A coming-of-age story about a young gay boy whose mother marries through the mail order bride system to an American to give them both a better life. Once in America, the boy grows up questioning himself and life until he finds his place among his peers.
Written and directed by Wes Hurley, this autobiographical film is made of two very distinct parts that are brought together to bring the entire life of Potato to the screen. These two parts feel like two very different movies in both styles and delivery. Thankfully, the first part is built like a sort of memoir as seen by a child and the second part is much more realistic. This mix of styles is a bit jarring, but each part works well on its own. Once put together, they do still feel very much like two different films forced together by the director. This leads to a film that feels a bit disconnected, but it still quite entertaining.
The lead of Potato is played by a few different actors, 2 of them in the Russia segment and 1 in the America segment. The two getting the most screentime are Hersch Powers as the Potato in Russia who learns about life and starts to question his sexuality (without fully knowing what it is at first) and Tyler Bocock as teenage/young adult Potato in America. Each of them gives good performances with Bocock having the most range in terms of his character’s arc and emotions. His work grounds the film in reality while the work of Powers gives a sort of whimsy to the first part of the film. Playing Potato’s mother in America is Marya Sea Kaminski who gives a touching performance with a few puzzling moments which were more than likely part of the script. Playing her American husband John, actor Dan Lauria gives a performance that is peculiar and even a bit frustrating at times, which is definitely part of how the character is written. His arc is one that seems to be working just as it needs to without any logic or proper evolution.
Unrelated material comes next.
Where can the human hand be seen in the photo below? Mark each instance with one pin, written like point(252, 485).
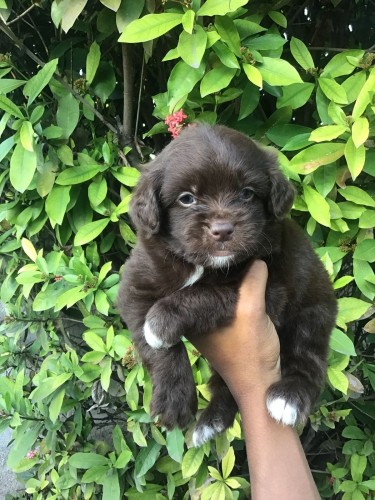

The film’s cinematography here is interesting in that all of it is done by Vincent Pierce, yet the styles for both parts of the film look quite different. There is a connective thread in the styles, but they feel different enough to make both parts stand out from each other. That being said, the work put in here makes each part of the film work visually with the second part, the one in America feeling much more realistic in part because of how it looks.
Potato Dreams of America is an interesting coming-of-age film with a very specific vibe to it and a feeling of having two completely distinct stories at play. The second part is definitely the one that works better here in terms of connecting with the audience and making it something they want to watch. However, there are a few story items that seem to come out of nowhere and create a dysfunction within the story. The acting is solid and the film looks great, it’s one that will find its audience and should become a favorite to some.
FilmOut San Diego Runs from September 9th to the 12th, 2021.